I’m working on a project which is going to be an e-mail marketing application and I’m running into a problem so I’m looking for some advice here.
The application has a CRM tabel that contains all the information of subscribers:
id int(10) primary key
crmid char(20) index (A unique hash)
firstname char(80)
lastname char(80)
emailadres char(80)
optin tinyint(1)
And more fields depending on what is added for the specific implementation of course.
Now whenever there is an email send to a CRM object I store this in a second table ‘Send Emails’ which is as follows:
id int(10), primary key
emails_id int(10) index
crmid char(20) index
opened tinyint(1) index
clicked tinyint(1) index
So I have 100.000 records in my CRM table and I have send 10 emails to all these CRM objects so I have 1.000.000 records in my ‘Send Emails’ table.
Besides that we also store page statistics and also keep track of which user click what link in what email on which data. And we need to be able to filter on this too.
The problem is that I need to be able to make selections in the application where for example I need the following:
1: I want all crm-records that have received email 1
2: I want all crm-records that have received a email (Regardless which one)
3: I want all crm-records that have opened email 1 but not have received email 2
4: I want all crm-records that have opened email 1 and not have clicked in email 2
These are small examples but there is no limit on the size of the selections. The results of these selections must be available instantly because we want to:
1: Be able to send e-mail to a specific selection
2: Generate user specific content on a webpage based on these selections.
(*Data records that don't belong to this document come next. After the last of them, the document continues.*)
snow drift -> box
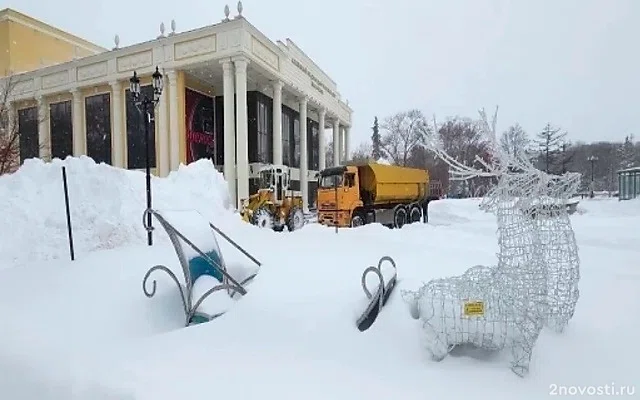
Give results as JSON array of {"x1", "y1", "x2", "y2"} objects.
[{"x1": 0, "y1": 156, "x2": 231, "y2": 268}]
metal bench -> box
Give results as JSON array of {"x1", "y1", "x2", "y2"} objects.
[
  {"x1": 356, "y1": 256, "x2": 398, "y2": 332},
  {"x1": 142, "y1": 209, "x2": 261, "y2": 326}
]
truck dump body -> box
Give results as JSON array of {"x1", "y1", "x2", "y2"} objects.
[{"x1": 357, "y1": 163, "x2": 429, "y2": 205}]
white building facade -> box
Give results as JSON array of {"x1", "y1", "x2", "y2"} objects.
[{"x1": 2, "y1": 4, "x2": 352, "y2": 209}]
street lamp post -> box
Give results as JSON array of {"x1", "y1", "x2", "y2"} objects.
[
  {"x1": 587, "y1": 156, "x2": 598, "y2": 198},
  {"x1": 129, "y1": 67, "x2": 164, "y2": 246}
]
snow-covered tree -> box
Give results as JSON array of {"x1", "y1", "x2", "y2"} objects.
[
  {"x1": 618, "y1": 134, "x2": 637, "y2": 169},
  {"x1": 380, "y1": 109, "x2": 431, "y2": 166}
]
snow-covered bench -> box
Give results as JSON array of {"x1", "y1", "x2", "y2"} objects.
[{"x1": 142, "y1": 210, "x2": 260, "y2": 326}]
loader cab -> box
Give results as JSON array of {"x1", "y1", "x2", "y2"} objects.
[{"x1": 260, "y1": 165, "x2": 290, "y2": 204}]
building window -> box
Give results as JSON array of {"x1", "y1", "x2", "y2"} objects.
[
  {"x1": 18, "y1": 107, "x2": 40, "y2": 164},
  {"x1": 282, "y1": 110, "x2": 291, "y2": 167},
  {"x1": 289, "y1": 116, "x2": 300, "y2": 168},
  {"x1": 49, "y1": 100, "x2": 73, "y2": 160},
  {"x1": 84, "y1": 93, "x2": 111, "y2": 165},
  {"x1": 307, "y1": 119, "x2": 320, "y2": 171},
  {"x1": 185, "y1": 89, "x2": 218, "y2": 164},
  {"x1": 126, "y1": 85, "x2": 156, "y2": 169},
  {"x1": 256, "y1": 96, "x2": 273, "y2": 164}
]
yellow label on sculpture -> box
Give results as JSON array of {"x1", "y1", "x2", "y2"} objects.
[{"x1": 464, "y1": 301, "x2": 484, "y2": 317}]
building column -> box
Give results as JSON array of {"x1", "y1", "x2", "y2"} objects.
[
  {"x1": 233, "y1": 57, "x2": 249, "y2": 209},
  {"x1": 156, "y1": 76, "x2": 171, "y2": 177},
  {"x1": 222, "y1": 60, "x2": 237, "y2": 205},
  {"x1": 36, "y1": 96, "x2": 51, "y2": 161},
  {"x1": 5, "y1": 101, "x2": 18, "y2": 136},
  {"x1": 273, "y1": 81, "x2": 282, "y2": 165},
  {"x1": 344, "y1": 125, "x2": 351, "y2": 161},
  {"x1": 333, "y1": 118, "x2": 340, "y2": 167},
  {"x1": 338, "y1": 126, "x2": 344, "y2": 164},
  {"x1": 300, "y1": 97, "x2": 309, "y2": 213},
  {"x1": 109, "y1": 81, "x2": 127, "y2": 168},
  {"x1": 318, "y1": 107, "x2": 327, "y2": 171},
  {"x1": 71, "y1": 88, "x2": 87, "y2": 157},
  {"x1": 5, "y1": 101, "x2": 20, "y2": 171},
  {"x1": 166, "y1": 70, "x2": 180, "y2": 171}
]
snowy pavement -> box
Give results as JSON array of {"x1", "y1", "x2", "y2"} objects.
[{"x1": 0, "y1": 160, "x2": 640, "y2": 400}]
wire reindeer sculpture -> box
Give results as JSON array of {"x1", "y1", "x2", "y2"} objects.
[{"x1": 402, "y1": 109, "x2": 581, "y2": 377}]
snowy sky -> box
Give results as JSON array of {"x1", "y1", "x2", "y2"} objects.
[{"x1": 5, "y1": 0, "x2": 640, "y2": 148}]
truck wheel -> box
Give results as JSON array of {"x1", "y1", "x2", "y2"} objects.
[
  {"x1": 393, "y1": 206, "x2": 407, "y2": 229},
  {"x1": 287, "y1": 206, "x2": 304, "y2": 232},
  {"x1": 409, "y1": 204, "x2": 422, "y2": 224},
  {"x1": 351, "y1": 214, "x2": 364, "y2": 228},
  {"x1": 251, "y1": 207, "x2": 273, "y2": 229}
]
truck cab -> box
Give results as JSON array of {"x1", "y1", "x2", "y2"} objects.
[{"x1": 317, "y1": 166, "x2": 364, "y2": 227}]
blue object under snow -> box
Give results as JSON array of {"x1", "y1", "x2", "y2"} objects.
[{"x1": 189, "y1": 250, "x2": 223, "y2": 282}]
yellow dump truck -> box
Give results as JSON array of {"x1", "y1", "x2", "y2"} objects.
[{"x1": 317, "y1": 163, "x2": 437, "y2": 228}]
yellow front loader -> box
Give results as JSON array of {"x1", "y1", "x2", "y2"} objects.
[{"x1": 240, "y1": 165, "x2": 304, "y2": 232}]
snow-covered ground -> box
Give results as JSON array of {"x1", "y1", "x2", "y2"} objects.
[{"x1": 0, "y1": 158, "x2": 640, "y2": 400}]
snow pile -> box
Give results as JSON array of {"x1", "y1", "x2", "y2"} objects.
[{"x1": 0, "y1": 156, "x2": 230, "y2": 268}]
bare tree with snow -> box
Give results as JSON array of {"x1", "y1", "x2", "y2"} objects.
[{"x1": 380, "y1": 109, "x2": 431, "y2": 166}]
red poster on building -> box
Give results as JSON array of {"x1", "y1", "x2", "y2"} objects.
[{"x1": 185, "y1": 89, "x2": 216, "y2": 164}]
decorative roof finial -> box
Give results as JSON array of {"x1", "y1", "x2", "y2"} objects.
[
  {"x1": 222, "y1": 4, "x2": 229, "y2": 22},
  {"x1": 236, "y1": 0, "x2": 242, "y2": 18}
]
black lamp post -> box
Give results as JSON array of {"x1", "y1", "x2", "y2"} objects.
[
  {"x1": 129, "y1": 67, "x2": 164, "y2": 246},
  {"x1": 587, "y1": 156, "x2": 598, "y2": 198}
]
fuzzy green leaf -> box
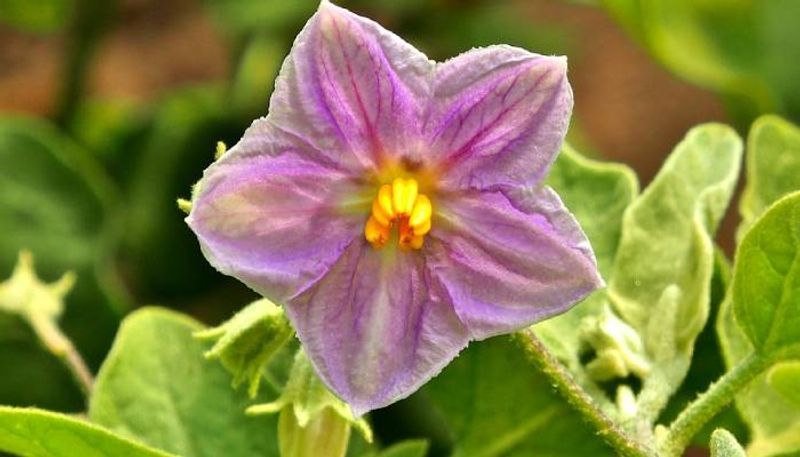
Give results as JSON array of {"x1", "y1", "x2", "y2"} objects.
[
  {"x1": 608, "y1": 124, "x2": 742, "y2": 354},
  {"x1": 767, "y1": 360, "x2": 800, "y2": 411},
  {"x1": 89, "y1": 308, "x2": 278, "y2": 457},
  {"x1": 709, "y1": 428, "x2": 747, "y2": 457},
  {"x1": 0, "y1": 406, "x2": 169, "y2": 457},
  {"x1": 717, "y1": 116, "x2": 800, "y2": 457},
  {"x1": 739, "y1": 116, "x2": 800, "y2": 238},
  {"x1": 732, "y1": 192, "x2": 800, "y2": 357},
  {"x1": 608, "y1": 124, "x2": 742, "y2": 423},
  {"x1": 378, "y1": 440, "x2": 428, "y2": 457}
]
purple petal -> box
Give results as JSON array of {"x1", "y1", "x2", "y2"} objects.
[
  {"x1": 428, "y1": 188, "x2": 602, "y2": 339},
  {"x1": 426, "y1": 46, "x2": 572, "y2": 189},
  {"x1": 269, "y1": 1, "x2": 434, "y2": 170},
  {"x1": 286, "y1": 240, "x2": 468, "y2": 415},
  {"x1": 186, "y1": 120, "x2": 364, "y2": 301}
]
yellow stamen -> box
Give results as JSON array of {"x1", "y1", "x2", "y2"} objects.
[
  {"x1": 408, "y1": 195, "x2": 433, "y2": 228},
  {"x1": 364, "y1": 178, "x2": 433, "y2": 249},
  {"x1": 392, "y1": 178, "x2": 419, "y2": 215},
  {"x1": 364, "y1": 217, "x2": 391, "y2": 248}
]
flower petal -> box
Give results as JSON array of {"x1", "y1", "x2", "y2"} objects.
[
  {"x1": 269, "y1": 1, "x2": 434, "y2": 170},
  {"x1": 186, "y1": 120, "x2": 360, "y2": 302},
  {"x1": 428, "y1": 188, "x2": 603, "y2": 339},
  {"x1": 426, "y1": 46, "x2": 572, "y2": 189},
  {"x1": 286, "y1": 240, "x2": 468, "y2": 415}
]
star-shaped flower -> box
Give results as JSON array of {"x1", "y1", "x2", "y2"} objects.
[{"x1": 187, "y1": 1, "x2": 602, "y2": 415}]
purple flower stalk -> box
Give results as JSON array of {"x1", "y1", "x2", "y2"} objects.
[{"x1": 187, "y1": 1, "x2": 602, "y2": 415}]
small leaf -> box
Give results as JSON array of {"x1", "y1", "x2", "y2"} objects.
[
  {"x1": 731, "y1": 192, "x2": 800, "y2": 357},
  {"x1": 739, "y1": 115, "x2": 800, "y2": 238},
  {"x1": 709, "y1": 428, "x2": 747, "y2": 457},
  {"x1": 195, "y1": 298, "x2": 294, "y2": 398},
  {"x1": 767, "y1": 360, "x2": 800, "y2": 410},
  {"x1": 0, "y1": 406, "x2": 169, "y2": 457},
  {"x1": 89, "y1": 308, "x2": 278, "y2": 457}
]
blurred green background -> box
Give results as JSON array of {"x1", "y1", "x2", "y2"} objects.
[{"x1": 0, "y1": 0, "x2": 800, "y2": 446}]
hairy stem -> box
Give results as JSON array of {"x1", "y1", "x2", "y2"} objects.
[
  {"x1": 518, "y1": 329, "x2": 656, "y2": 457},
  {"x1": 28, "y1": 314, "x2": 94, "y2": 398},
  {"x1": 659, "y1": 353, "x2": 771, "y2": 456}
]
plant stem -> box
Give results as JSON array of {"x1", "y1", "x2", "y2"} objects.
[
  {"x1": 28, "y1": 314, "x2": 94, "y2": 398},
  {"x1": 518, "y1": 329, "x2": 656, "y2": 457},
  {"x1": 659, "y1": 353, "x2": 771, "y2": 456}
]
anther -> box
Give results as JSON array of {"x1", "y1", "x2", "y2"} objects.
[{"x1": 364, "y1": 178, "x2": 433, "y2": 249}]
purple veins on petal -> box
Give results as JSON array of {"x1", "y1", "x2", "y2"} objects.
[
  {"x1": 287, "y1": 243, "x2": 468, "y2": 415},
  {"x1": 187, "y1": 1, "x2": 602, "y2": 414},
  {"x1": 426, "y1": 46, "x2": 572, "y2": 188},
  {"x1": 428, "y1": 184, "x2": 603, "y2": 339},
  {"x1": 270, "y1": 2, "x2": 433, "y2": 169}
]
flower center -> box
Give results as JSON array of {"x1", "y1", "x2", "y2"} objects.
[{"x1": 364, "y1": 178, "x2": 433, "y2": 249}]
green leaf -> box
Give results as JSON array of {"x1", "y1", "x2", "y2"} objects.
[
  {"x1": 378, "y1": 440, "x2": 428, "y2": 457},
  {"x1": 739, "y1": 115, "x2": 800, "y2": 238},
  {"x1": 89, "y1": 308, "x2": 278, "y2": 457},
  {"x1": 0, "y1": 0, "x2": 73, "y2": 33},
  {"x1": 603, "y1": 0, "x2": 800, "y2": 122},
  {"x1": 717, "y1": 116, "x2": 800, "y2": 456},
  {"x1": 535, "y1": 145, "x2": 639, "y2": 370},
  {"x1": 608, "y1": 124, "x2": 742, "y2": 422},
  {"x1": 0, "y1": 118, "x2": 122, "y2": 409},
  {"x1": 0, "y1": 406, "x2": 169, "y2": 457},
  {"x1": 709, "y1": 428, "x2": 747, "y2": 457},
  {"x1": 195, "y1": 298, "x2": 294, "y2": 398},
  {"x1": 731, "y1": 192, "x2": 800, "y2": 357},
  {"x1": 767, "y1": 360, "x2": 800, "y2": 410},
  {"x1": 717, "y1": 284, "x2": 800, "y2": 457},
  {"x1": 421, "y1": 337, "x2": 613, "y2": 457},
  {"x1": 608, "y1": 124, "x2": 742, "y2": 353},
  {"x1": 659, "y1": 248, "x2": 748, "y2": 446}
]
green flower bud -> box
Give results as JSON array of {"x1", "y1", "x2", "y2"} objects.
[
  {"x1": 580, "y1": 306, "x2": 650, "y2": 381},
  {"x1": 195, "y1": 298, "x2": 294, "y2": 398},
  {"x1": 247, "y1": 349, "x2": 372, "y2": 457}
]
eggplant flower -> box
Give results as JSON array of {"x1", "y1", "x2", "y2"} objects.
[{"x1": 187, "y1": 1, "x2": 602, "y2": 415}]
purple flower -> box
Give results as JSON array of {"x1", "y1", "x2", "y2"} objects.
[{"x1": 187, "y1": 1, "x2": 602, "y2": 414}]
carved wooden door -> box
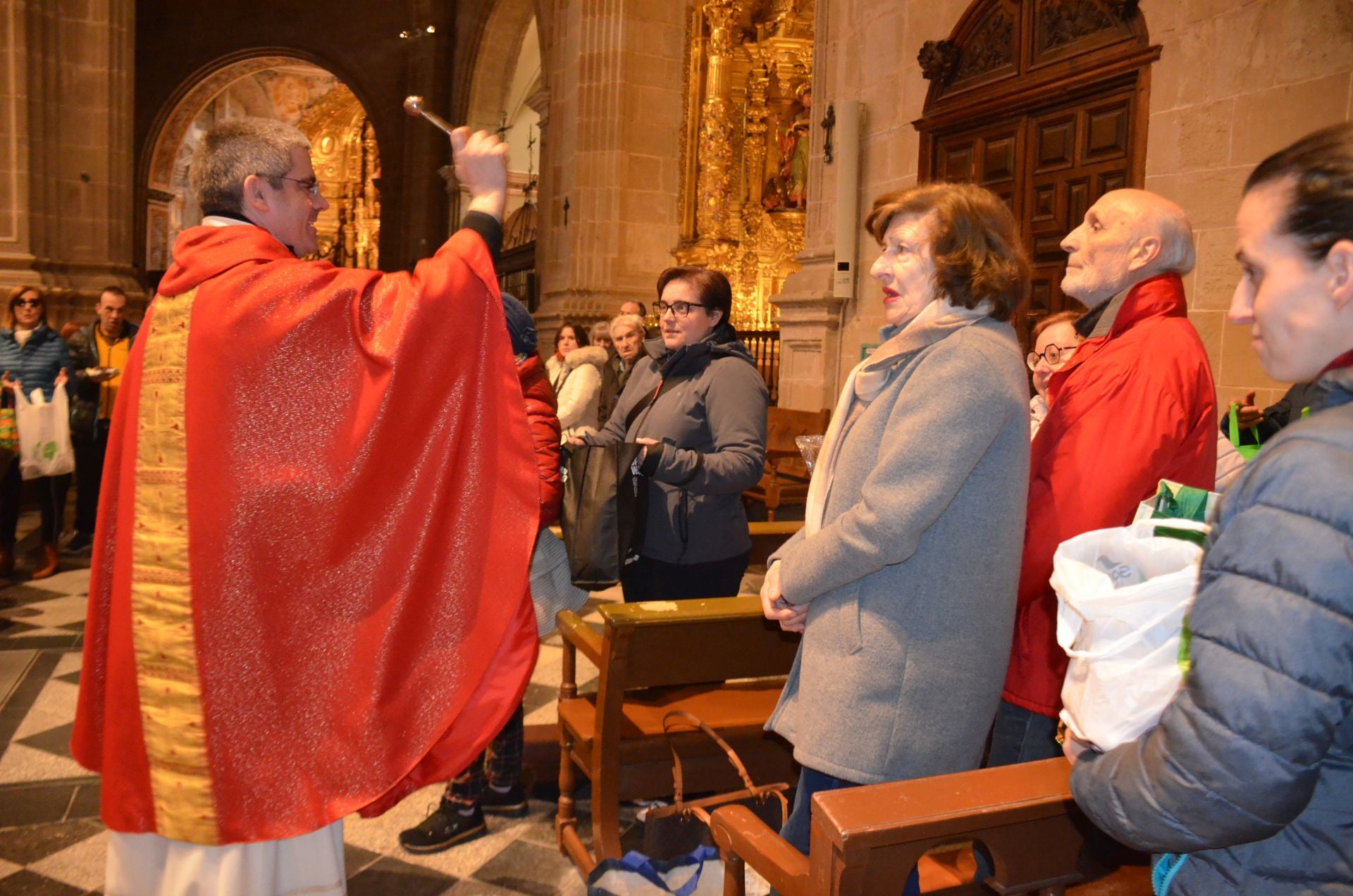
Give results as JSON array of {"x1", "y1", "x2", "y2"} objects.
[{"x1": 915, "y1": 0, "x2": 1159, "y2": 338}]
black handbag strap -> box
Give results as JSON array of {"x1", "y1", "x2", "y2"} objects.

For now I tried several options:
1: Using sub queries to filter the results
2: Using endless left joins
3: Chunking the filters and compare the data in PHP
When I create simple selections all these options either bring the CPU to a load of 100% for minutes without result or take a very long time to complete.
Anyone advice on how to tackle this, or is this basically insane? Or is the solution to just show up with massive CPU power on the database server (since now we are testing this on a development machine which can’t handle the simple queries even)?
In the “Send Emails” table, does the column “emails_id” reference an “email” table or is this just a number for the email?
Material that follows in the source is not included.